(Oleh: Diki Kusdian)
Meskipun era digital dan demokrasi semakin berkembang, kebebasan pers di Indonesia masih belum sepenuhnya aman. Para jurnalis tetap menghadapi berbagai bentuk ancaman, mulai dari intimidasi fisik dan hukum hingga serangan siber yang mengancam independensi media.

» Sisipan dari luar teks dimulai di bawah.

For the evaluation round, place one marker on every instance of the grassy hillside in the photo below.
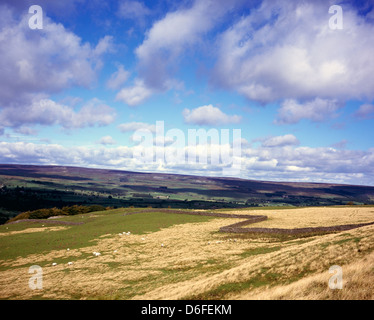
(178, 256)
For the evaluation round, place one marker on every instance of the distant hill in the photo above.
(27, 187)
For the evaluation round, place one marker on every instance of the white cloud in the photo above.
(133, 10)
(366, 111)
(44, 62)
(286, 50)
(107, 140)
(134, 126)
(208, 115)
(48, 112)
(281, 141)
(135, 95)
(118, 78)
(285, 163)
(316, 110)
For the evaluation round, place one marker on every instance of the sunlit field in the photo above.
(159, 255)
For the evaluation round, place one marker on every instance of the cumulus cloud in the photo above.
(285, 50)
(281, 141)
(296, 163)
(134, 126)
(107, 140)
(48, 112)
(118, 78)
(166, 43)
(316, 110)
(366, 111)
(135, 94)
(134, 10)
(208, 115)
(43, 62)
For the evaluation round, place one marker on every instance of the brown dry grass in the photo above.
(137, 267)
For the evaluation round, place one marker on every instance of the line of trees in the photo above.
(50, 212)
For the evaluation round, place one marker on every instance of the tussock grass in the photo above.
(195, 262)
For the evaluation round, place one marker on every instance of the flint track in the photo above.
(250, 219)
(232, 228)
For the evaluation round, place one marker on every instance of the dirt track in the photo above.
(238, 227)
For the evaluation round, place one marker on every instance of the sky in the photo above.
(267, 90)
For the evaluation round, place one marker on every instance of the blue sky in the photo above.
(297, 84)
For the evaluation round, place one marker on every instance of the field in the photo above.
(181, 256)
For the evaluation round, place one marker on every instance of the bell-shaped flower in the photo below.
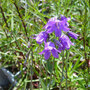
(42, 36)
(56, 25)
(53, 26)
(48, 49)
(73, 35)
(65, 42)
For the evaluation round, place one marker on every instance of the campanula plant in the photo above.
(58, 26)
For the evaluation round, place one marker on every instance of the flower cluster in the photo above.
(58, 26)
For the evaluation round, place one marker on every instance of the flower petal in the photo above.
(58, 32)
(73, 35)
(47, 54)
(42, 52)
(54, 53)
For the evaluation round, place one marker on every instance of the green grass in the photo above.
(20, 19)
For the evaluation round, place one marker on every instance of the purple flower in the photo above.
(73, 35)
(48, 49)
(56, 25)
(42, 36)
(65, 43)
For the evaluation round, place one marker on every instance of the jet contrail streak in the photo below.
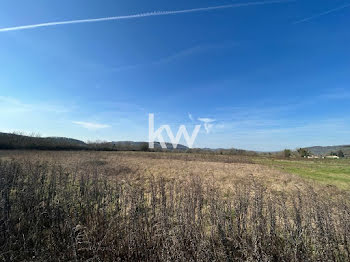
(321, 14)
(156, 13)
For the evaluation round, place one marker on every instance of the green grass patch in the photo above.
(326, 171)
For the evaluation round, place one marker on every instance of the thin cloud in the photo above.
(321, 14)
(126, 17)
(181, 54)
(89, 125)
(207, 123)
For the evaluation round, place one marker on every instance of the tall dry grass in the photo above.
(49, 214)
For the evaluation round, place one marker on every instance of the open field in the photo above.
(139, 206)
(334, 172)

Laporan terbaru dari Indeks Keselamatan Jurnalis 2024 menunjukkan bahwa meskipun angka kekerasan terhadap jurnalis menurun, ancaman yang dihadapi justru semakin kompleks dan berbahaya. Dari upaya pelarangan liputan hingga serangan digital yang membungkam media kritis, situasi ini menunjukkan bahwa kebebasan pers masih berada dalam ketidakpastian.
Dari Kekerasan Fisik ke Serangan Digital
Dulu, ancaman terhadap jurnalis lebih banyak berbentuk kekerasan fisik atau tekanan langsung di lapangan. Namun, kini metode intimidasi semakin berkembang. Serangan digital seperti Distributed Denial of Service (DDoS) yang melumpuhkan situs berita kritis, peretasan akun jurnalis, serta penyebaran disinformasi untuk mendiskreditkan media semakin marak terjadi.
Kasus yang dialami Project Multatuli dan Tempo menjadi bukti bahwa dunia maya telah menjadi ajang baru untuk menekan kebebasan pers. Selain itu, banyak jurnalis yang terpaksa melakukan sensor mandiri (self-censorship) akibat ancaman hukum atau tekanan dari pihak tertentu, membuat kebebasan berekspresi semakin tergerus.
Negara: Pelindung atau Ancaman bagi Pers?
Seharusnya, negara hadir untuk melindungi kebebasan pers sebagai bagian dari demokrasi. Namun, realitas menunjukkan bahwa aparat justru sering kali menjadi pelaku utama dalam berbagai bentuk kekerasan terhadap jurnalis. Berbagai laporan menunjukkan bahwa kepolisian masih mendominasi daftar aktor yang terlibat dalam kasus intimidasi dan pelarangan liputan.
Pemerintah harus menyadari bahwa pers yang bebas dan independen bukan hanya kepentingan media, tetapi juga kepentingan publik dalam memperoleh informasi yang jujur dan transparan. Tanpa jaminan perlindungan terhadap jurnalis, maka demokrasi hanya akan menjadi slogan tanpa makna.
Menyelamatkan Kebebasan Pers: Tanggung Jawab Bersama
Di tengah ketidakpastian politik dan tekanan terhadap media, masa depan kebebasan pers masih menghadapi jalan terjal. Jika ancaman terhadap jurnalis terus dibiarkan, maka publik juga akan dirugikan karena kehilangan akses terhadap berita yang kredibel dan berimbang.
Dukungan dari masyarakat sipil, solidaritas antarjurnalis, serta desakan terhadap pemerintah agar lebih serius dalam menegakkan kebebasan pers menjadi hal yang sangat diperlukan. Tanpa pers yang merdeka, transparansi dan akuntabilitas akan semakin melemah, dan demokrasi akan kehilangan salah satu pilar utamanya.
Jurnalisme yang bebas adalah kunci bagi demokrasi yang sehat. Jangan biarkan kebebasan pers terus dibayangi ancaman.